The volumes of weight parameters are almost same but the numbers of operations are different.

The Residual Network consists of, reshape : 2 innerProduct : 3 add : 20 convolution : 43 batchnorm : 43 activation : 45

And the Squeeze-and-Excitation Network consists of reshape : 2 pooling : 19 split : 19 multiply : 19 loadConstant : 38 batchnorm : 40 convolution : 41 innerProduct : 41 add : 77 activation : 81

Could you tell me which operation seem to be bottleneck on A12(X)?

Thank you for your help.

aseemw commented 5 years ago

Generally convolution and inner product (dense) are the most time consuming ops. Squeeze and excitation network has 41 dense layers compared to only 3 for residual. So one would expect it to take longer time (obviously it also depends on the size of dense and convolution layers)

y-ich commented 5 years ago

Thank you!

I will check the speeds of dense layer on different hardwares.

y-ich commented 5 years ago

Hi.

I checked each by Time Profile and I found that the SEnet uses CPUFP16Engine while the ResNet uses MLNeuralNetworkEngine. I think the the SENet can be accelerated by Neural Engine since it has many convolutions. ~~Could you tell me why the SENet uses CPUFP16Engine (I don't use usesCPUOnly) and how I can enable Neural Engine for the SENet?~~ I confirmed that SENet also use BNNEngine::convolution_kernel and inner_product_kernel_cpu. Are there any HW accelerations for inner_product available on A12? And elementwise_kernel_cpu looks like heavy, too. What it is? And can I do anything to reduce it?

Thanks.

dragen1860 commented 4 years ago

@y-ich Hi, yes, you are right, the coreml will use GPU to conduct broadcasted multipy instead of NPU, which maybe the real factor all models composed of SE modules run slower than CPU. I noticed these phonomenon while running mobilenetv3. I found mobilenetv3 run 3x times faster than mobv2 on CPU. However, when using NPU, mobv3 is 2x times slower than mobv2. Anyone gives some advices on how to accerlate the SE module?

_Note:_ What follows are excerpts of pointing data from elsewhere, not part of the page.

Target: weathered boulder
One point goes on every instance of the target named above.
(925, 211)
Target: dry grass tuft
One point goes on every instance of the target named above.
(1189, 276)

y-ich commented 4 years ago

I had determined that global poolings slow down Conv2Ds around them. I guess that Neural Engine has no ability to calculate global pooling and heavy memory transfer is needed between CPU and Neural Engine. I hope that iOS 14 or next generation Neural Engine will solve this issue.

y-ich commented 4 years ago

Hi.

I confirmed that a new iPad Air processes this type of weights super fast. I guess that A14's Neural Engine seems to have a unit for pooling. Thank you so much for your great job, Apple!